Woodland Hills, Calif.-based Grill Concepts, which operates five upscale Grill on the Alley restaurants in Southern California, Dallas and Chicago, is seeing power-dining customers opt for economies, said chief executive Philip Gay, who estimated that about half of the meals served are business occasions.

“People are still dining out, but they’re trading down a little. They may not order that second bottle of wine,” Gay said. He characterized the economic climate as “the choppiest environment I’ve seen in 25 years. Everyone is going through some challenging times.”

However, business is holding fairly steady for 15-unit Oceanaire Seafood Room, according to the high-end, Minneapolis-based chain’s chief executive, Terry Ryan. “We are within 1 percent of comparable-store sales from last year. Some restaurants are down, and others are up,” Ryan noted, adding that having a good mix of corporate and social business has helped the chain weather economic turbulence.

“Restaurants are still the best place to extend your business meeting,” maintained Ryan, who said Oceanaire gets 50 percent to 60 percent of its weekday sales from corporate customers, versus 5 percent to 10 percent on weekends.

Though they may be spending less, corporate customers have become more particular about service, and having a strong staff retention rate helps to keep service levels high, Ryan said.

“People expect fine dining service more than ever,” agreed Steve Millington, general manager of Michael’s in New York, sister restaurant to the 29-year-old original Michael’s in Santa Monica, Calif. “People are more careful where they’re going and don’t want to take risks,” Millington said. “I think that gives us a 100-percent advantage, having a known name.”

Michael’s power-dining patrons spend an average of $26 for breakfast, $50 for lunch and $75 for dinner, and those figures are unchanged, though the size of parties has tapered off with the soft economy, Millington said. “People are spending as much as they usually do,” though the size of business groups has shrunk somewhat, he explained.

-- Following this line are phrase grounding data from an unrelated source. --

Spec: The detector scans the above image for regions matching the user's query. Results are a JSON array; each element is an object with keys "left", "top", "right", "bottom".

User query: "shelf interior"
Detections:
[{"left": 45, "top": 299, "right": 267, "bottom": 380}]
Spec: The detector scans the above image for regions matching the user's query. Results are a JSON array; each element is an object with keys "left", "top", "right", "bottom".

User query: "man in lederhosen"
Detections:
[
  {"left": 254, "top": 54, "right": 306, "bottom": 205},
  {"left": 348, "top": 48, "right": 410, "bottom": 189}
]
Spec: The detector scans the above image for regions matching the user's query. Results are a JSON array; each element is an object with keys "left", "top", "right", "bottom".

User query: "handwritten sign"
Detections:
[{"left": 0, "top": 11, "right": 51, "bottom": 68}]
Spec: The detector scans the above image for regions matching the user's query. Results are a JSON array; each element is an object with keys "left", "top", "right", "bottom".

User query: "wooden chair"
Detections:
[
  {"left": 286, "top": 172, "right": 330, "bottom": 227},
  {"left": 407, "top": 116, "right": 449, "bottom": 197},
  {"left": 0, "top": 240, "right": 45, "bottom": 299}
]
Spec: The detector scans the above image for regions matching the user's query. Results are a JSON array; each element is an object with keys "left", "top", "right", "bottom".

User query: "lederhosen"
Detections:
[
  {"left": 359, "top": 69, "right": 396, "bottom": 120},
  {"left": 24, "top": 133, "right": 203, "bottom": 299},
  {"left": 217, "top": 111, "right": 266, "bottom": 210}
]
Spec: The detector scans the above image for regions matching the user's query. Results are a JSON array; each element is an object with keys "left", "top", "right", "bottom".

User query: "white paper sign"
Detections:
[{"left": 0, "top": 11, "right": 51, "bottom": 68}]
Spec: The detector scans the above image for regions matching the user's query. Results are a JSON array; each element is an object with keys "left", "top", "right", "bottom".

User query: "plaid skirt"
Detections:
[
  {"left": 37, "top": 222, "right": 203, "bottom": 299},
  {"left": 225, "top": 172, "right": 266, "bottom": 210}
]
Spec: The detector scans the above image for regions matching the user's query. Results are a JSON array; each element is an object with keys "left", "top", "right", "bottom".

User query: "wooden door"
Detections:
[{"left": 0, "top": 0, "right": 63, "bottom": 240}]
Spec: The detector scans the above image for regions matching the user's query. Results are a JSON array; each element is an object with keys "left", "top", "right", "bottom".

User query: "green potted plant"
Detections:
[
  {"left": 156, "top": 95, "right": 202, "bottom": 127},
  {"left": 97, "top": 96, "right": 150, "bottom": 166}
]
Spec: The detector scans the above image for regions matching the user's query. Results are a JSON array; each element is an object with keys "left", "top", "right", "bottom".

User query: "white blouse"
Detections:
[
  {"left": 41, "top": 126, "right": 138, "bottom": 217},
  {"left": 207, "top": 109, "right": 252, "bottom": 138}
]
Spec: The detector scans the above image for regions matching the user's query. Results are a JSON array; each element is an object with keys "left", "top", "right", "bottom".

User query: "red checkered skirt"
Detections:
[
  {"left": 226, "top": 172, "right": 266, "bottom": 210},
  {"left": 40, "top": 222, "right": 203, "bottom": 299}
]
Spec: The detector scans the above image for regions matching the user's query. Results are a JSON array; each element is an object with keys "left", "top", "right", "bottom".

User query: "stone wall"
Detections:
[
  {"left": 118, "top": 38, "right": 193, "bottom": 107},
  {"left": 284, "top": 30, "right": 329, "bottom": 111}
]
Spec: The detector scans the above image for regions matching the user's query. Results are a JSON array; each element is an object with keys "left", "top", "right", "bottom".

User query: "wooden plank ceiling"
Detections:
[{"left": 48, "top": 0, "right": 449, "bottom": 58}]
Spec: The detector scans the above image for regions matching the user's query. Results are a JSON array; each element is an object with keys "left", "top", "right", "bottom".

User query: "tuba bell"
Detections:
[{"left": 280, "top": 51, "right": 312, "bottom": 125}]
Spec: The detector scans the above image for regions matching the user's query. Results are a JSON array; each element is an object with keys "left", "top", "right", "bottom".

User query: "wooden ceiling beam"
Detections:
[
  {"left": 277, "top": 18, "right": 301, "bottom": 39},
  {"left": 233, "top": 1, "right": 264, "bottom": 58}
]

Expense account traffic trends in locales that depend on just one or two industries can be problematic. In auto-dependent Detroit, which economists say is mired in a deep recession, an influx of nonmanufacturing industries and increased domestic sales of car parts by Asian firms keeps business-dining volumes viable, said Matt Prentice, chief executive of Matt Prentice Restaurant Group of Bingham Farms, Mich.

Affluent Asian corporate customers at Prentice’s No. VI Chop-house are especially fond of steak, lobster and good Scotch, he said.

In oil-rich Houston, the high-end Cafe Annie has not lost expense account diners because the city “is counter-cyclical,” said co-owner Lonnie Schiller. “There is so much oil and gas business here that there is a nice trickle-down effect.”